Читать книгу Road Of Bones - Don Pendleton - Страница 9
ОглавлениеCHAPTER ONE
Yakutsk, seven hours later
Yakutsk owed its existence to the tide of war and tyranny. Constructed as a fort by Cossack warlord Pyotr Beketov in 1632, within seven years it had become the seat of power for an independent military fiefdom whose commander sent troops ranging to the south and east. Discovery of gold and diamonds in the late nineteenth century turned Yakutsk into a mining boomtown. The Sakha Republic still supplied twenty percent of the world’s rough diamonds, but Yakutsk owed its final growth surge to Russia’s Man of Steel.
Joseph Stalin was one of those people who chose his own name and made grim history—like Jack the Ripper and the Zodiac killer, but on a grand scale. Born Ioseb Besarionis dze Jughashvili, he didn’t like the sound of it, and so renamed himself Joseph Vissarionovich Stalin—Russian for “steel”—after joining the early Bolshevik movement and being convicted of bank robbery.
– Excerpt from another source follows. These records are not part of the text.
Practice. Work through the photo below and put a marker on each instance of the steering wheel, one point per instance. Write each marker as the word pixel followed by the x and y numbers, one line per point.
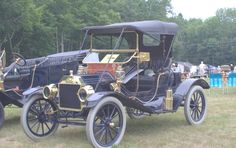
pixel 19 59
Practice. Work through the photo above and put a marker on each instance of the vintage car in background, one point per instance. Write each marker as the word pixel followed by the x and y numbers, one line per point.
pixel 128 67
pixel 25 76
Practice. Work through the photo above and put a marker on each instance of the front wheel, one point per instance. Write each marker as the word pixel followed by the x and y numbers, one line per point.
pixel 195 106
pixel 38 118
pixel 106 123
pixel 2 115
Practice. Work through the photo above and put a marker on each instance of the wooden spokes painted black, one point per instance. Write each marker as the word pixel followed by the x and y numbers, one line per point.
pixel 40 120
pixel 197 105
pixel 107 124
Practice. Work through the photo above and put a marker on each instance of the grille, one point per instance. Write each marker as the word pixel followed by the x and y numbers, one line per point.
pixel 68 99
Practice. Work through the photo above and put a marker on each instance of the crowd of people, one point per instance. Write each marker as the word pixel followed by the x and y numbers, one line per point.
pixel 203 70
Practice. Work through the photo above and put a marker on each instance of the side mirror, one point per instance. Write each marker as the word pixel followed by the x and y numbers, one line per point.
pixel 144 56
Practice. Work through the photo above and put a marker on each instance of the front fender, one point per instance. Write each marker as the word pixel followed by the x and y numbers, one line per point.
pixel 183 89
pixel 96 97
pixel 126 101
pixel 31 92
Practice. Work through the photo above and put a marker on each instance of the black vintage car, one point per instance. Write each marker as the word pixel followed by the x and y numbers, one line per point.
pixel 23 77
pixel 128 67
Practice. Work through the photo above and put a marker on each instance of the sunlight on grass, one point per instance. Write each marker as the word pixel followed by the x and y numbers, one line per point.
pixel 164 130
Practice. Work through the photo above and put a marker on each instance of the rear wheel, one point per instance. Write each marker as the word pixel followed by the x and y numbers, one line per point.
pixel 195 106
pixel 106 123
pixel 38 118
pixel 2 115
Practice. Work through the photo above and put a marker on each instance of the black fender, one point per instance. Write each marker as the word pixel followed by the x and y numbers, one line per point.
pixel 182 90
pixel 29 93
pixel 126 101
pixel 6 99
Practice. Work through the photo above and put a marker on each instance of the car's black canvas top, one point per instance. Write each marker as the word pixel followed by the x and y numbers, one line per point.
pixel 141 26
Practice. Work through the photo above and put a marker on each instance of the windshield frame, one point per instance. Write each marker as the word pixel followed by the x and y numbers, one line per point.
pixel 112 51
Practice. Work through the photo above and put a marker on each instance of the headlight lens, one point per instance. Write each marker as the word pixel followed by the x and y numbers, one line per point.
pixel 50 91
pixel 85 92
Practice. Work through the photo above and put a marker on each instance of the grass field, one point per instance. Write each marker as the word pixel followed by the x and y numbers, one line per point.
pixel 165 130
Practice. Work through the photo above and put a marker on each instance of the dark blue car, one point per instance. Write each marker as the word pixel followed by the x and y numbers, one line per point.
pixel 24 76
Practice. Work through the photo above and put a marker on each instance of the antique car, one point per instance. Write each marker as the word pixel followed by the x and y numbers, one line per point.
pixel 25 76
pixel 128 67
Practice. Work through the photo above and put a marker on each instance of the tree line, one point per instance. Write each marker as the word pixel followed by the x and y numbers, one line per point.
pixel 40 27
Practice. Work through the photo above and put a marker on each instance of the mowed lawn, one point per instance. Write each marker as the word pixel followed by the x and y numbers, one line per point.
pixel 165 130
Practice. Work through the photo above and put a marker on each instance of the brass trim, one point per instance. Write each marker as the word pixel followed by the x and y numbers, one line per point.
pixel 114 51
pixel 53 90
pixel 82 105
pixel 88 90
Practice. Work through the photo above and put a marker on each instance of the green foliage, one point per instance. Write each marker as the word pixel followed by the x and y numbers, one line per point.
pixel 211 41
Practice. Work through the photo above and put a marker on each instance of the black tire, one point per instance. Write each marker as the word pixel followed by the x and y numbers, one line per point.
pixel 38 118
pixel 135 113
pixel 2 115
pixel 106 123
pixel 195 106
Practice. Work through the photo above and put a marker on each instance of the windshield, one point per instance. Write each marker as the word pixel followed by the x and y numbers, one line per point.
pixel 111 48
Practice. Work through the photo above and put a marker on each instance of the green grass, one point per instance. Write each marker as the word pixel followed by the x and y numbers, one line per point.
pixel 165 130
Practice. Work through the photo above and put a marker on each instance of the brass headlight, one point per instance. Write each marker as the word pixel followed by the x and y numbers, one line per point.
pixel 50 91
pixel 120 74
pixel 85 92
pixel 114 87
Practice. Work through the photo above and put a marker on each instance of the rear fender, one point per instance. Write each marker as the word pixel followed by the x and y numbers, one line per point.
pixel 183 89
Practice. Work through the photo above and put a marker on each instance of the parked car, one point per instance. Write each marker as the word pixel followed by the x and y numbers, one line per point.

Exile to Siberia couldn’t tame him, but it gave him ideas.
Climbing the revolutionary food chain with ruthless cunning, Stalin was Vladimir Lenin’s strong right hand in 1917 and beyond. When Lenin died in 1924, Stalin rushed to fill the power vacuum in Moscow, exiling or executing his rivals and consolidating power in a dictatorship that scuttled any dreams of a Communist Utopia on Earth.
And he remembered Siberia. Over the next three decades, an estimated twenty-two million passed through Stalin’s Chief Administration of Corrective Labor Camps and Colonies, better known as gulags for short. Based on figures released after communism’s collapse in 1991, some 1.6 million internees died in Stalin’s camps between 1929 and his own death in 1953.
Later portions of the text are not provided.